В ГСО она очень быстро ожила. Там были другие дети, они ходили в школу, занимались, делали уроки по вечерам, играли. Играли, как нормальные дети. У них даже игрушки какие-то появились – Чингиз принес своим. И Дана быстро ожила – я даже не думала, что она такая веселая, бойкая. Мне казалось, она тихая, послушная девочка – а это у нее просто был въевшийся в каждую жилку страх. Теперь в Танке ей бояться было нечего – вокруг столько народу с оружием, и Дана поверила, что ее никто не тронет больше. Я каждый день была рядом, а если не было меня – то было много других взрослых, которые ее тоже кормили и защищали. У нас теперь не было чьих-то детей – Чингиза, например, или Акулы. Все дети были общие. Хотя сами они своих родителей, конечно, выделяли, как Дана вот – меня.
Апрель жил в то время где-то в городе, но если из патруля возвращался поздно, то обычно оставался в Танке ночевать. В такие вечера мы сидели подолгу в казарме, слушая гитару. Иногда я так уставала, что сидеть уже не могла, забиралась в свой спальник и лежала молча, слушая.

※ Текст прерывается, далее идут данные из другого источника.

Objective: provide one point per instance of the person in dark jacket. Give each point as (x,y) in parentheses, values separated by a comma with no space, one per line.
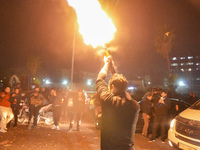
(78,109)
(146,108)
(15,104)
(56,103)
(35,102)
(161,107)
(119,111)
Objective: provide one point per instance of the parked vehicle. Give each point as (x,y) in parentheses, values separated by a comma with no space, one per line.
(184,132)
(177,106)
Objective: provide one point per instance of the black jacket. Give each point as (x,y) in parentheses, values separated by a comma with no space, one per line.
(119,118)
(146,106)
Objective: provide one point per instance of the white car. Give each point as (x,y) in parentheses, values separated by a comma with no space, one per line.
(184,132)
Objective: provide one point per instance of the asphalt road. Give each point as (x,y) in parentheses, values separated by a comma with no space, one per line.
(44,138)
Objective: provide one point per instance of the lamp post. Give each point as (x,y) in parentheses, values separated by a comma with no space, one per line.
(72,68)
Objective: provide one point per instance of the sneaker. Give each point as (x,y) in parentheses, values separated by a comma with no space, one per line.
(3,131)
(152,139)
(57,128)
(54,127)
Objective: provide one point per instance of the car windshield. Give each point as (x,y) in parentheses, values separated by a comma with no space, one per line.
(196,105)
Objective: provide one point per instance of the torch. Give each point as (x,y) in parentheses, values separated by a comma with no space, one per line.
(112,66)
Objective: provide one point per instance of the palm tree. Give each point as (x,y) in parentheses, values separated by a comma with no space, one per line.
(164,41)
(33,64)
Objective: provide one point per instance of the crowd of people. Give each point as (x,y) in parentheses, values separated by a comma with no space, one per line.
(38,97)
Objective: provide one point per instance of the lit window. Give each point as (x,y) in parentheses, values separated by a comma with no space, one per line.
(174,64)
(182,57)
(174,58)
(182,64)
(190,63)
(190,57)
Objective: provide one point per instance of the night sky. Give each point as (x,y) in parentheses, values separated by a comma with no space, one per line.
(45,28)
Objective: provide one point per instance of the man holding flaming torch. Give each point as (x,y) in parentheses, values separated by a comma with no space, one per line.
(119,110)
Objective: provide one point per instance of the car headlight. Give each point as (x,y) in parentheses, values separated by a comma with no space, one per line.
(172,124)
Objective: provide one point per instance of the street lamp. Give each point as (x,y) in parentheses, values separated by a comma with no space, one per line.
(72,69)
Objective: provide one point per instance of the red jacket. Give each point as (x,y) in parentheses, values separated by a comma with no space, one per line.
(4,101)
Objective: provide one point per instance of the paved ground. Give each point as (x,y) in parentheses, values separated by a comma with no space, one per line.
(45,138)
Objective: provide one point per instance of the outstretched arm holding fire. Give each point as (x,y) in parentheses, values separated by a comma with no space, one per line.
(108,66)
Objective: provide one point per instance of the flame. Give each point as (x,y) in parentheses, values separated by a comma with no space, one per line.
(95,26)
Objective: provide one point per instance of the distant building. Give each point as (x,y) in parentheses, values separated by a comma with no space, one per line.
(187,67)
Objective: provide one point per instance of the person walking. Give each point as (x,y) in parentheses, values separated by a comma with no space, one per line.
(161,107)
(146,108)
(6,113)
(35,103)
(56,103)
(119,111)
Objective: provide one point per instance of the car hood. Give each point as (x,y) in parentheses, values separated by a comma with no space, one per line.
(191,114)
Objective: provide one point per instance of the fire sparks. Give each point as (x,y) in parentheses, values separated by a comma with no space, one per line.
(95,26)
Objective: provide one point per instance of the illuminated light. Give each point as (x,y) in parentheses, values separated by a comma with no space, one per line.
(65,82)
(181,83)
(95,26)
(174,64)
(190,57)
(174,58)
(89,82)
(131,88)
(182,57)
(170,143)
(190,63)
(182,64)
(47,82)
(172,125)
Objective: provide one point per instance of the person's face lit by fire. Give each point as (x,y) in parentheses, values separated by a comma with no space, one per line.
(17,91)
(7,90)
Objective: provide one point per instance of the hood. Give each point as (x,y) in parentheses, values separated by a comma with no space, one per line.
(191,114)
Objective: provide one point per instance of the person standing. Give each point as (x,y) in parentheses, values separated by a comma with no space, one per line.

Дана засыпала у меня под боком. Чума обычно стелила себе рядом со мной, с другой стороны, и мы еще тихонько разговаривали. Апрель пел странно красивую задушевную песню.
– Слышь, – буркнула Чума, – ты не замечаешь, кстати, что Леди все время куда-то уходит? Сегодня на стрельбах ее не было.
Я приподнялась на локте.
– Действительно, слушай. И это не первый раз уже. Надо будет спросить, что случилось. Может, в городе кого нашла…
– Мужика, что ли? – Чума улеглась, – делать-то нечего.
Голос Апреля окреп. И как резанул по моим жадно ждущим нервам.
Боже мой, до чего же он прекрасно пел-то! У меня сердце заколотилось, и я подумала, что даже уснуть, наверное, не смогу.
Апрель допел, заиграл снова, и вдруг случилось странное – я услышала, что он поет уже не один. К нему присоединились несколько других голосов. Не таких красивых, не сильных. Несколько девчонок сидели рядом с ним, и вот они тихонько стали петь вместе. Нестройно, невпопад, но голос Апреля вел, и получалось все равно неплохо.
Потом еще мужской голос присоединился, и еще один. И хотя они пели нескладно, почему-то действовало это еще сильнее. Это было почти так же, как тогда – с мертвыми, стоящими, как деревья. Ничего на этот раз я не видела, но пробило меня сильно…
Потом песня кончилась, и я лежала, вся мокрая от пота, с колотящимся сердцем. Кто-то спросил.
– А что это за песни, Апрель? Ты откуда их берешь?
– Это старые песни. Совсем старые, довоенные. Еще со времен Союза. Выучил давно уже… А некоторые я сам написал, – похвастался он.
Они еще разговаривали о чем-то, а я лежала и думала: где же пропадает Леди? Настроение испортилось, почему-то вспоминалась Пуля. Нехорошее это дело, если человек куда-то исчезает, а мы не знаем – куда. Работу Леди потеряла после Нового Года, это я знала: пока были наши заказы, Морозова еще ее держала в мастерской, а потом выкинула. Правда, жила наша Айгуль в городе, у нее там неплохая квартирка была, но каждый день приходила сюда. Раньше – сейчас уже далеко не каждый. И даже важные занятия пропускала. Надо будет выяснить, думала я, и с этой мыслью заснула.
На следующий день Леди на занятиях появилась, и я прямо спросила ее, куда это она исчезает. Женщина посмотрела на меня недоуменно.
– Никуда не исчезаю. Так, дела в городе бывают.
– Какие дела? – спросила я. Леди пожала плечами.
– Разные.
И было ясно, что она ничего больше говорить не собирается. Остальные мои бойцы как раз заканчивали полосу препятствий – Ворон усложнения всякие там сделал. Я смотрела, как они это делают: Линь очень легко перемахивала через высоченный забор, который Ворон теперь наклонил в сторону бегущего; как змея ползла под колючкой. Удивительно ловкая и красивая. И Волк здорово улучшил результаты. Зильбер нашел у него на самом деле хроническую лучевую и воспаление легких. Воспаление вылечили, а лучевая была оттого, что Волк жил в Парке Культуры, а там рядом тоже казахский снаряд разорвался. Теперь Волк переехал в Танку, и выглядел куда здоровее, чем раньше.